Here’s the abstract:

πŸ’‘ Abstract: 

Distributed graph processing systems such as Pregel, PowerGraph, or GraphX have gained popularity due to their superior performance of data analytics on graph-structured data such as social networks, web document graphs, and biological networks. These systems scale out graph processing by dividing the graph into k partitions that are processed in parallel by k worker machines. The graph partitioning problem is NP-hard. Yet, finding good solutions for massive graphs is of paramount importance for distributed graph processing systems because it reduces communication overhead and latency of distributed graph processing. A multitude of graph partitioning heuristics emerged in recent years, fueled by the challenge of partitioning large graphs quickly. 

The goal of this thesis is to tailor graph partitioning to the specifics of distributed graph processing and show that this leads to reduced graph processing latency and communication overhead compared to state-of-the-art partitioning. 

In particular, we address the following four research questions. 

(I) Recent partitioning algorithms unrealistically assume a uniform and constant amount of data exchanged between graph vertices (i.e., uniform vertex traffic) and homogeneous network costs between workers hosting the graph partitions. The first research question is: how to consider dynamically changing and heterogeneous graph workload for graph partitioning? 

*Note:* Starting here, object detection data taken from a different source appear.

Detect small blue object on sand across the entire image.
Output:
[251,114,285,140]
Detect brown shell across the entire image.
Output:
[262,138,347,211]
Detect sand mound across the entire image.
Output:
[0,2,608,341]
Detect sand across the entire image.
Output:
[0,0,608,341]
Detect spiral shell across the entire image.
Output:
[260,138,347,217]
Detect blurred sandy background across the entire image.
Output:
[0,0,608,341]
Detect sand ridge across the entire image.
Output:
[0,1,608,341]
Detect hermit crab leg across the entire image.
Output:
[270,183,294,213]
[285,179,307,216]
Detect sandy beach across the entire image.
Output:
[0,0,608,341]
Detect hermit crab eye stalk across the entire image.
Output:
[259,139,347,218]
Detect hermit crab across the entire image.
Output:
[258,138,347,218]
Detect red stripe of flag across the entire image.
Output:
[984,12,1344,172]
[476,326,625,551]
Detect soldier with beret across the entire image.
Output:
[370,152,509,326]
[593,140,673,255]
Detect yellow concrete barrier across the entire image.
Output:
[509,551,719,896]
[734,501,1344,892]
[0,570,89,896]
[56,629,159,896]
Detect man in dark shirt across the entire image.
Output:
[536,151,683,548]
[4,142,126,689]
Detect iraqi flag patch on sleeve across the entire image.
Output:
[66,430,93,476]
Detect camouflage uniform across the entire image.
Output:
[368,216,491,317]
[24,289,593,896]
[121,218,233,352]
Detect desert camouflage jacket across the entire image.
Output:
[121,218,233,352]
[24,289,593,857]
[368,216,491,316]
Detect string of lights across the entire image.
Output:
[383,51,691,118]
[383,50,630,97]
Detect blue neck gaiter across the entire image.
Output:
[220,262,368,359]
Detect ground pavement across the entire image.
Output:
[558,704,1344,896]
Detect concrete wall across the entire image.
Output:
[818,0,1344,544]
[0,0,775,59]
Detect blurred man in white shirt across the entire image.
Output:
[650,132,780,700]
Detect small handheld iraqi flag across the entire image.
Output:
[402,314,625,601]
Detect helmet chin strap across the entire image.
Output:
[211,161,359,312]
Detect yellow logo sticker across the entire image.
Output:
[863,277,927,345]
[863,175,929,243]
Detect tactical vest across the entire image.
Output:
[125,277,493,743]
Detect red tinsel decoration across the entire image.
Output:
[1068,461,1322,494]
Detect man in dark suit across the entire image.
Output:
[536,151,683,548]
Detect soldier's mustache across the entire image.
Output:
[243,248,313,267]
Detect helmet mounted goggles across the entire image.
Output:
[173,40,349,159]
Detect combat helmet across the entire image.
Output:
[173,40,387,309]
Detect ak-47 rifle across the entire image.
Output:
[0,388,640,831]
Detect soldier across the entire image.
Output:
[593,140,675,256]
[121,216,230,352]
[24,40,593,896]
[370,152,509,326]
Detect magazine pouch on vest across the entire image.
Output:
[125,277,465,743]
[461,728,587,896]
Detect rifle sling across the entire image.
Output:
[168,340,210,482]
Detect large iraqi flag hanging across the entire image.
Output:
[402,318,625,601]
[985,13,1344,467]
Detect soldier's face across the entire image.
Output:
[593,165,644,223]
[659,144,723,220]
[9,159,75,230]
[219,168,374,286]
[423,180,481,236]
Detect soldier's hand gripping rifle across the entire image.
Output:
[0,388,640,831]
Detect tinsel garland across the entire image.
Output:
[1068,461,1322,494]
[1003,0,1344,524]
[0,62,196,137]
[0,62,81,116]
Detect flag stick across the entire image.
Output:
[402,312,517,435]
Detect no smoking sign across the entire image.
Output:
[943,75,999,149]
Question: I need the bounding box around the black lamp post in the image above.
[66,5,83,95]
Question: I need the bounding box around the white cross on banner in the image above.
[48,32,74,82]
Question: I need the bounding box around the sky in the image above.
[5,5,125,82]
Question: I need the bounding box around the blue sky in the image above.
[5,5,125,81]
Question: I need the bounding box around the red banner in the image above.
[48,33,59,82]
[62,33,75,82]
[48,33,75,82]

(II) Existing graph partitioning algorithms focus on minimal partitioning latency at the cost of reduced partitioning quality. However, we argue that the mere minimization of partitioning latency is not the optimal design choice in terms of minimizing total latency, i.e., the sum of partitioning and graph processing latency. The second research question is: how much latency should we invest into graph partitioning when considering that we often have to pay higher partitioning latency in order to achieve better partitioning quality (and therefore reduced graph processing latency)?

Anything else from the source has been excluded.